Transformers: Having trouble reproducing SQuAD 2.0 results using ALBERT v2 models

Created on 9 Dec 2019 · 9Comments · Source: huggingface/transformers

❓ Questions & Help

I tried to finetune ALBERT v2 models on SQuAD 2.0, but sometimes the loss doesn't decrease and performance on dev set is low. The problem may happen when using albert-large-v2 and albert-xlarge-v2 in my case. Any suggestions?
TIM截图20191209111606
TIM截图20191209111551
TIM截图20191209111533

wontfix

Source

shuaihuaiyi

All 9 comments

What GPU(s) and hyperparameters are you using?

Specifically:
--learning_rate ?
--per_gpu_train_batch_size ?
--gradient_accumulation_steps ?
--warmup_steps ?

I'm on my third xxlarge-v1 fine-tune, ~23 hours each epoch plus eval on 2x NVIDIA 1080Ti. Results are relatively good, best of all the models I've fine-tuned on SQuAD 2.0 so far:

albert_xxlargev1_squad2_512_bs32:
{
  "exact": 83.67725090541565,
  "f1": 87.51235434089064,
  "total": 11873,
  "HasAns_exact": 81.86572199730094,
  "HasAns_f1": 89.54692697189559,
  "HasAns_total": 5928,
  "NoAns_exact": 85.48359966358284,
  "NoAns_f1": 85.48359966358284,
  "NoAns_total": 5945
}

loss

ahotrod on 9 Dec 2019

I use 6xP40 for xlarge-v2 and 4xP40 for large-v2 with a same total batch size of 48 (8x6 & 12x4), lr is set to 3e-5 for all the runs. Other options remain default.

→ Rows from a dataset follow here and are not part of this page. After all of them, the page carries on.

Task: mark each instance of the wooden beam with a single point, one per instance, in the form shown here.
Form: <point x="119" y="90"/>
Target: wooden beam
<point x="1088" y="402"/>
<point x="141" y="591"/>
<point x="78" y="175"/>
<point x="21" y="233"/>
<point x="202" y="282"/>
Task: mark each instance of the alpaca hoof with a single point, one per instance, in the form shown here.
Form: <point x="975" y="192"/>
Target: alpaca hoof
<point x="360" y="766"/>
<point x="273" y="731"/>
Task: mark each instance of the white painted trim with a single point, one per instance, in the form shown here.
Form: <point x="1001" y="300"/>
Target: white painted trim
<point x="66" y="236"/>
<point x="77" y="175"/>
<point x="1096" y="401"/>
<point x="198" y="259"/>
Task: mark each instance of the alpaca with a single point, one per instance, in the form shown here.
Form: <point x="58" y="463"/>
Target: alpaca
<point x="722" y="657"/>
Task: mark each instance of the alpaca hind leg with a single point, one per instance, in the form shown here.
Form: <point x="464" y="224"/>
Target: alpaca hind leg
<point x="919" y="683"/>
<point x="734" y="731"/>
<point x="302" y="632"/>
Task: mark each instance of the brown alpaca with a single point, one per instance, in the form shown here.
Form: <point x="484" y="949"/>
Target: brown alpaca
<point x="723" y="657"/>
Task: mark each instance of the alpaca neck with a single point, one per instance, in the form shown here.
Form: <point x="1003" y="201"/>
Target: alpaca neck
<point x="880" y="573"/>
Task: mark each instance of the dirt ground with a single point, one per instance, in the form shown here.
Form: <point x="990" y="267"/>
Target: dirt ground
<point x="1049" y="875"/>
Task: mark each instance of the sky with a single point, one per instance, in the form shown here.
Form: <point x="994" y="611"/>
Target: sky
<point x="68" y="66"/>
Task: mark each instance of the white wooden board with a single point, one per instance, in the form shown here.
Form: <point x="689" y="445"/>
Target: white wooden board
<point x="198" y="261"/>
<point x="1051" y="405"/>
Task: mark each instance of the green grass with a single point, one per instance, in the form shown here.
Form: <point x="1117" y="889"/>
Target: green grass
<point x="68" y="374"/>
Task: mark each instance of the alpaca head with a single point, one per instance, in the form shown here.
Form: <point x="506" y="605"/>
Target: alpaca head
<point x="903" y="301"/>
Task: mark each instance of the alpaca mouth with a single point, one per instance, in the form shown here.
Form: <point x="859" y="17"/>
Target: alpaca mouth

I also launched several runs with same setting, sometimes the problem happened but sometimes didn't, this is weird because I didn't even change the random seed.

shuaihuaiyi on 9 Dec 2019

I meant to include this link in my post above, which details the Google-Research (GR) run_squad_sp.py hyperparameters: #https://github.com/huggingface/transformers/issues/1974

As demonstrated and referenced in my link, GR's bs=32 was a very slight improvement for me over my initial bs=48 fine-tune as you also chose. Peak learning_rate=5e-5 after a 10% linear lr warm-up proportion and linear lr decay after that.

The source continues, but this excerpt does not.